Da hier auch wirklich alle Sachen verkehrt sind oder auf dem Kopf stehen, brauche ich eben lange, um Gewisses zu begreifen. Während in Europa jetzt Frühling ist, haben wir hier Herbst, es geht dem Winter zu, was sich eigentlich mit starken Regenfällen ankündigen müsste. Bisher war allerdings nicht sehr viel davon zu merken, Klimawandel meinen die Älteren, früher sei diese Jahreszeit viel ausgeprägter gewesen. Im Sommer, also um Weihnachten, weht hier der Wind stark und erfrischend von Nordosten her. Im Winter wiederum von der Gegenseite, vom Südwesten. Das sind die beiden Passatwinde, auf die man sich verlassen kann. Sie haben die Geschichte der Seefahrt, und damit der Gegend überhaupt, entscheidend mitbestimmt. Zwischendurch, im Frühling und Herbst, weiss der Wind nicht so recht was er will, ob von Nordosten oder Südwesten, manchmal auch Süden oder Westen – ich vernehme, dass es auch hier neben den Hauptwinden noch verschiedene andere gibt – oder dann auch einmal überhaupt nicht.
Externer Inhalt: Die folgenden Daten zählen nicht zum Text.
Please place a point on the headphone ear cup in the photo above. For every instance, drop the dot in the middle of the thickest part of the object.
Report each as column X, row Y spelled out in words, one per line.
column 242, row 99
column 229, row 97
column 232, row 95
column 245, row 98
Das sind dann die drückendschwülen Momente. Weil der Wind nun bereits mehrheitlich von Südwesten her bläst habe ich im Kopf, das die Sonne im Winter ebenfalls im Süden steht, der Schatten in unserem Innenhof also auf der Südseite liegt. Muss aber feststellen, dass dies nicht stimmt, ganz eindeutig steht die Sonne etwas im Norden. Viel nicht. Viel nie. Das ist wohl das Auffälligste hier, der immer sehr steile Sonnenstand. Der macht, dass selbst Sonnenbrillen nutzlos sind, denn die Sonne fällt ja von oben direkt auf die Augen, nicht durch die Gläser hindurch wie bei uns. Weshalb ein findiger Tüftler an die Motorradhelme vorne einen mit Druckknöpfen abnehmbaren schmalen Schirm montiert hat. Den die Einheimischen natürlich sofort entfernen, wer hat denn so was je im Fernsehen gesehen, einen Motorradhelm mit Schirm. Ich hingegen habe die Qualität dieses äusserst intelligenten Teils längstens schätzen gelernt. - Und bei genauem Überlegen ist es ja klar: Im Europäischen Sommer kommt die Sonne weiter gegen Norden, es wird deshalb dort wärmer - und hier rückt sie eben ein ganz klein wenig in den Norden.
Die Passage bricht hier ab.